Shanghai University of Finance and Economics
Simai He received his Ph.D. in operations research from Department of System Engineering and Engineering Management, City University of Hong Kong. He is a professor in Department of Management Science, Shanghai University of Finance and Economics, and also serves as Chief Scientist of Cardinal Operations. His research focuses on optimization theory, operations research and supply chain management. He has received the young scholar award of the operations research society of China, and the finalist ward in the 2021 INFORMS Franz Edelman competition.
Huawei Technologies Co., Ltd.
Jing Liang is currently Technical Expert with Huawei Technologies Co., leading the forward-looking research and system design of intelligent communication in 5G/5G-Advanced system.
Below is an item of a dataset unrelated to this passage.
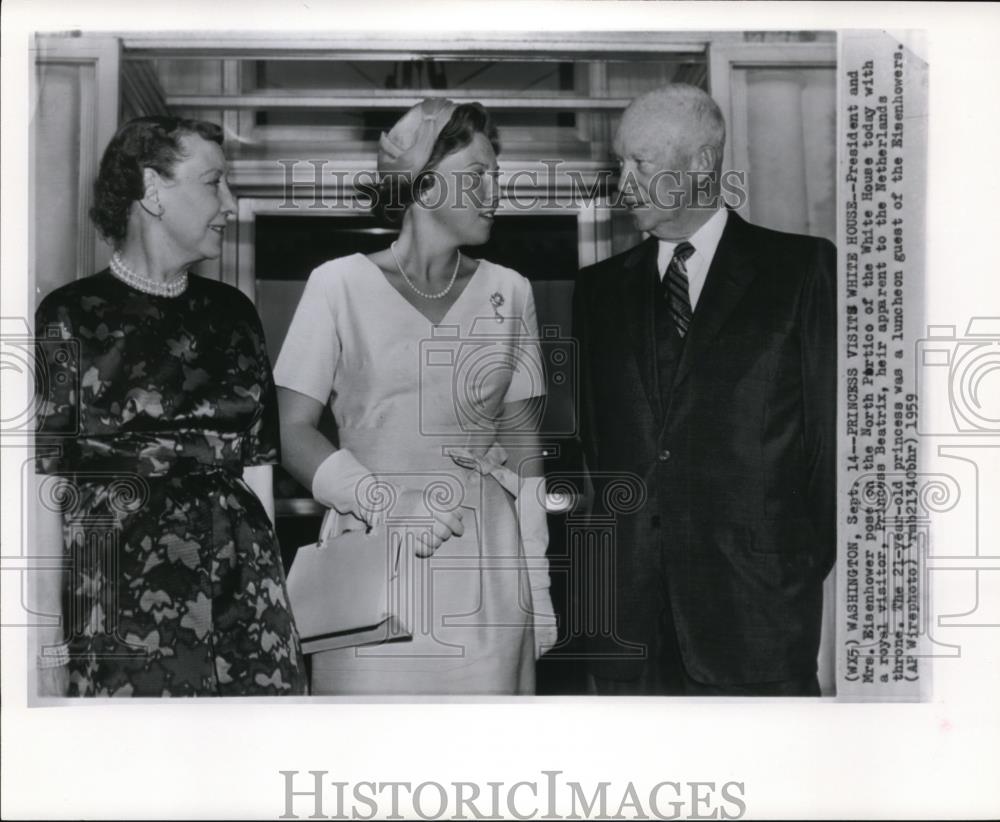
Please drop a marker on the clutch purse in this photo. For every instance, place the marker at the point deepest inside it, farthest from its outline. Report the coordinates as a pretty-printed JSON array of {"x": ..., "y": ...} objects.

Her research interests include intelligent communications, statistical signal processing, distributed algorithms, wireless system design and high performance computing. She received her Ph.D. degree in Electrical and Computer Engineering in 2002 from University of California, Davis, USA. She has twenty years’ rich experience in wireless communication and semiconductor industry, serving as system architect and algorithm expert in Silicon Labs, ST-Ericsson, UNISOC and Huawei.
Technical University of Berlin
Giuseppe Caire was born in Torino in 1965. He received the B.Sc. in Electrical Engineering from Politecnico di Torino in 1990, the M.Sc. in Electrical Engineering from Princeton University in 1992, and the Ph.D. from Politecnico di Torino in 1994.He has been a Professor with the Department of Mobile Communications at the Eurecom Institute, Sophia-Antipolis, France, a Professor of Electrical Engineering with the Viterbi School of Engineering, University of Southern California, Los Angeles, and he is currently an Alexander von Humboldt Professor with the Faculty of Electrical Engineering and Computer Science at the Technical University of Berlin, Germany.
He received the Jack Neubauer Best System Paper Award from the IEEE Vehicular Technology Society in 2003, the IEEE Communications Society and Information Theory Society Joint Paper Award in 2004 and in 2011, the Okawa Research Award in 2006, the Alexander von Humboldt Professorship in 2014, the Vodafone Innovation Prize in 2015, an ERC Advanced Grant in 2018, the Leonard G. Abraham Prize for best IEEE JSAC paper in 2019, the IEEE Communications Society Edwin Howard Armstrong Achievement Award in 2020, and he is a recipient of the 2021 Leibinz Prize of the German National Science Foundation (DFG). Giuseppe Caire is a Fellow of IEEE since 2005. He has served in the Board of Governors of the IEEE Information Theory Society from 2004 to 2007, and as officer from 2008 to 2013. He was President of the IEEE Information Theory Society in 2011. His main research interests are in the field of communications theory, information theory, channel and source coding with particular focus on wireless communications.